The HSC stack contains code to record the stack provenance, in a similar way as is done with configurations: if the file root/config/eups.versions exists, it is read in and compared with the current setups and it is an error if there are any differences (which can be overridden with --clobber-config); if it does not exist, it is created. This kind of functionality is important for production runs, where one wants to guarantee that the entire production was done with a single version of the stack, and the HSC port would not be complete without some functionality like this.
While we have a working implementation from HSC, I don’t think we want to blindly port it HSC because:
We don’t want the LSST stack to be dependent upon eups.

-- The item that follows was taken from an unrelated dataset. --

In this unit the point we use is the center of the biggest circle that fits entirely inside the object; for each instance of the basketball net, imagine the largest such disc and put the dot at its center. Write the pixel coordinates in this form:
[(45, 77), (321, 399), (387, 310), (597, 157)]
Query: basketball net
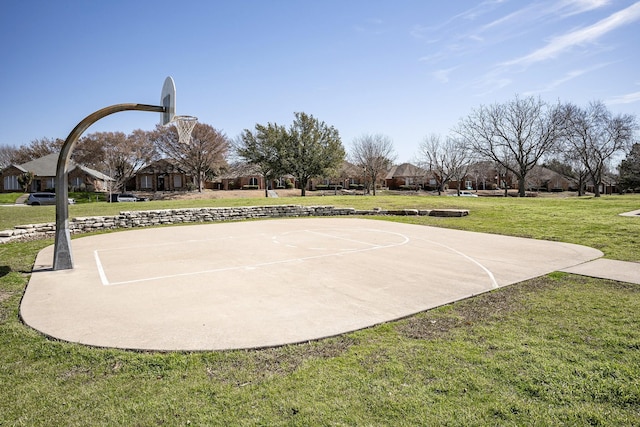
[(184, 125)]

We don’t want to be prevented from running something because we setup something unrelated.
The provenance clobbering is linked with the configuration clobbering, whereas the two can be orthogonal.
The provenance checking is subject to the same problem with parent repos that we get with the configuration checking.
The first two points likely drive us to introspecting python modules for their versions, as suggested by @jbosch. Some careful consideration of what command-line switches are necessary can deal with the next point. I don’t know how we deal with the final point.
Some questions:
Are there objections to adding such a scheme to the CmdLineTask?
How would this link in (or not) with other LSST provenance plans?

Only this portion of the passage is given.